Entrevista al economista cuyo libro presenta el Ateneo Republicano de Rivas.
Pedro Barragán es economista y experto en relaciones internacionales y se ha especializado en el análisis de la economía china y su impacto global. Su trayectoria profesional ha estado marcada por el estudio de las dinámicas del comercio internacional como operador directo en los mercados de futuros financieros. El jueves, 4 de diciembre, vendrá a Rivas, invitado por el Ateneo Republicano, para presentar su libro Por qué China está ganando, publicado por Editorial El Garaje este mismo año.

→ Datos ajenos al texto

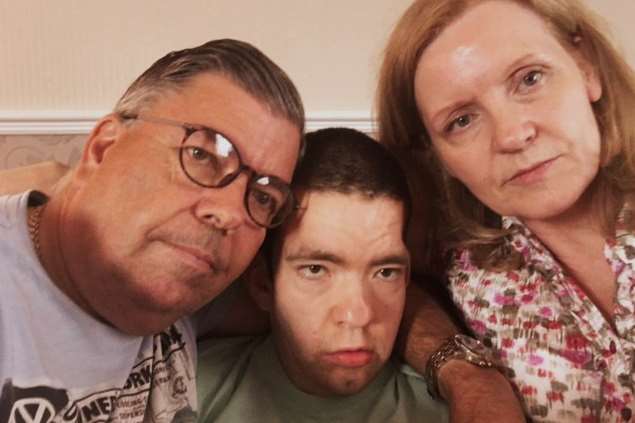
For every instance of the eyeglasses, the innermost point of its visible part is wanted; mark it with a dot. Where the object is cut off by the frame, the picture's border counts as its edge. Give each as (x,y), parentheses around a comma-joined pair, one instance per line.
(209,159)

Además, Barragán es asesor de la Fundación Cátedra China y escribe con regularidad en diversos medios de comunicación sobre temas como la transformación del modelo económico chino, la expansión tecnológica, o las tensiones comerciales con Occidente. Autor de numerosos trabajos sobre la guerra comercial entre Estados Unidos y China.

En nuestro país se publican pocos libros sobre China, y los que se publican suelen ser malas traducciones de textos anglosajones. Por lo demás, la información que llega al ciudadano español sobre China es muy escasa y en muchos casos sesgada. El libro de Barragán viene a romper esta dinámica, convirtiéndose en un título imprescindible para entender la problemática de China. Se suma así a los textos fundamentales sobre este campo, como son el libro China de Henry Kissinger y los libros de Marcelo Muñoz, el mayor experto español en todo lo referente a China.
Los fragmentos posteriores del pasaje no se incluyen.